This recipe outlines the steps to benchmark inference of a DeepSeek R1 671B model using SGLang on an A3 Mega GKE Node pool with multiple nodes.
The recipe uses LeaderWorkerSet API in Kubernetes to spin up multiple nodes and handle distributed inference workload. LWS enables treating multiple Pods as a group, simplifying the management of distributed model serving.
For this recipe, the following setup is used:
- Orchestration - Google Kubernetes Engine (GKE)

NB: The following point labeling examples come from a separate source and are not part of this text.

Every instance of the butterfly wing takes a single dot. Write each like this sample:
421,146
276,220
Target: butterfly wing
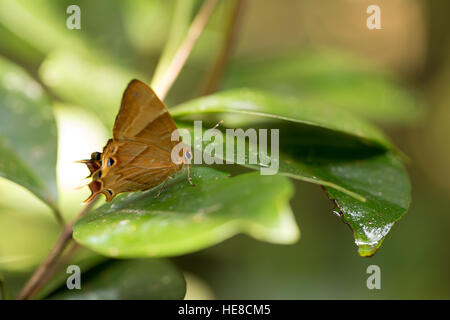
143,117
139,155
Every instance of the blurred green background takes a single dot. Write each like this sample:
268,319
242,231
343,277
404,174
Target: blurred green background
398,77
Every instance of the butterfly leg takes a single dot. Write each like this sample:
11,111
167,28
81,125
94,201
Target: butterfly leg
189,175
161,189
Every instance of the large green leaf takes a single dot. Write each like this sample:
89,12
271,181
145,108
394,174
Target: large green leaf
27,134
256,103
337,79
185,218
367,181
385,185
87,80
140,279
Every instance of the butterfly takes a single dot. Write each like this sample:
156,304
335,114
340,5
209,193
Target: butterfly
139,156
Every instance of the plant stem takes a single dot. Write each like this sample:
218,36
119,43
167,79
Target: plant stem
163,86
39,276
227,47
3,290
181,20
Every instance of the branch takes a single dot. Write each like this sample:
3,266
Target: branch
227,48
38,278
162,87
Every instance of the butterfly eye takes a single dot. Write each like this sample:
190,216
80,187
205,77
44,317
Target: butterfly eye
96,156
110,162
109,192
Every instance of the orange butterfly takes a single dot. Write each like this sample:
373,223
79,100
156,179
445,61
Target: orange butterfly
138,157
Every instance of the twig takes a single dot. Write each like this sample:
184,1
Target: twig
39,276
227,47
64,260
3,290
180,57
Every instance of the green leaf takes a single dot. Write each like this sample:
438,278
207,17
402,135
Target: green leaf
368,181
87,80
329,77
385,185
28,139
302,112
140,279
184,218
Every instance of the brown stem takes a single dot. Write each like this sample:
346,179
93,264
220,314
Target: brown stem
227,48
39,277
180,57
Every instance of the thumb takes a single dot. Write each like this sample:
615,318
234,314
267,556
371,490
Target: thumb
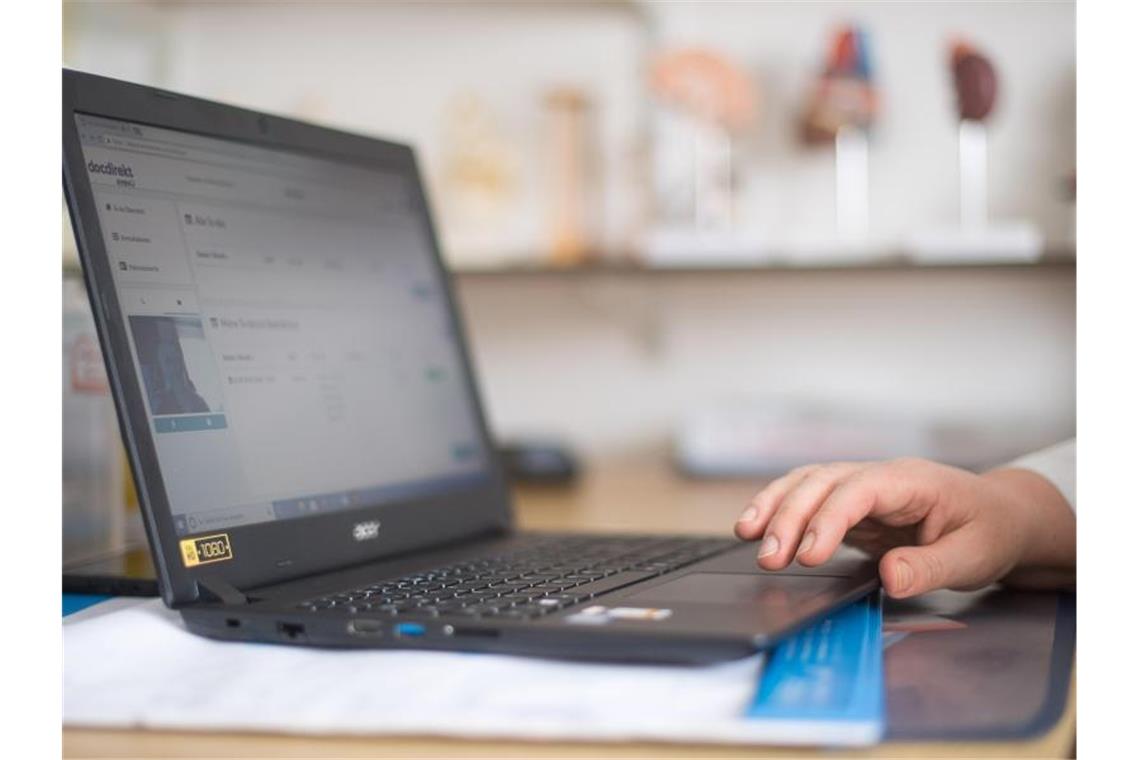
957,560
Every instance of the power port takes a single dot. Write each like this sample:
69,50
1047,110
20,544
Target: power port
291,631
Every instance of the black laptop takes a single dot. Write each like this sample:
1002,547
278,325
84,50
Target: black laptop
302,419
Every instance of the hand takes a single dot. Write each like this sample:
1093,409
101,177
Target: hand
930,525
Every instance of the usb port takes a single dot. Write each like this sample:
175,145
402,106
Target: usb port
366,628
409,630
291,631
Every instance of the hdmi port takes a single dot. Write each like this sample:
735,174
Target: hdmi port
365,628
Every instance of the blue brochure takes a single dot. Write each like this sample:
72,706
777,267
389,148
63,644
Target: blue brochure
828,678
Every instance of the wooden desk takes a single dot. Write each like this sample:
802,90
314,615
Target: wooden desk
630,493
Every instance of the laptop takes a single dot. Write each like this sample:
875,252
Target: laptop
298,402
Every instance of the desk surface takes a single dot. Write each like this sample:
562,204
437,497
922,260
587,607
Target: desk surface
630,493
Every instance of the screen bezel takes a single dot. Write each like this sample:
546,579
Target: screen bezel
278,550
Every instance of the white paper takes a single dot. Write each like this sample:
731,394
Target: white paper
136,665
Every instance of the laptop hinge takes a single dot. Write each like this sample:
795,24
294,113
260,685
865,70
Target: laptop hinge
224,590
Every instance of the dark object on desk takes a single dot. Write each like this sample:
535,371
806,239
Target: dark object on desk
538,463
129,572
999,670
371,511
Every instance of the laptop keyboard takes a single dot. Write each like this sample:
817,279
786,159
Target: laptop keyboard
527,582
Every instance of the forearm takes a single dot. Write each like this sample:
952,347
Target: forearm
1047,557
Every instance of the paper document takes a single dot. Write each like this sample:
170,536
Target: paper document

- LeaderWorkerSet Deployment - Helm chart is used to configure and deploy multi-node inference using the LeaderWorkerSet API provisioning leader and worker pods for distributed inference of the DeepSeek R1 671B model using SGLang. The chart generates the manifest, adhering to best practices for using GPUDirect-TCPXO with Google Kubernetes Engine (GKE), which includes setting optimal values for NVIDIA NCCL and the TCPXO NCCL plugin.
Before running this recipe, ensure your environment is configured as follows:
- A GKE cluster with the following setup:
- An A3 Mega node pool (2 nodes, 16 GPUs)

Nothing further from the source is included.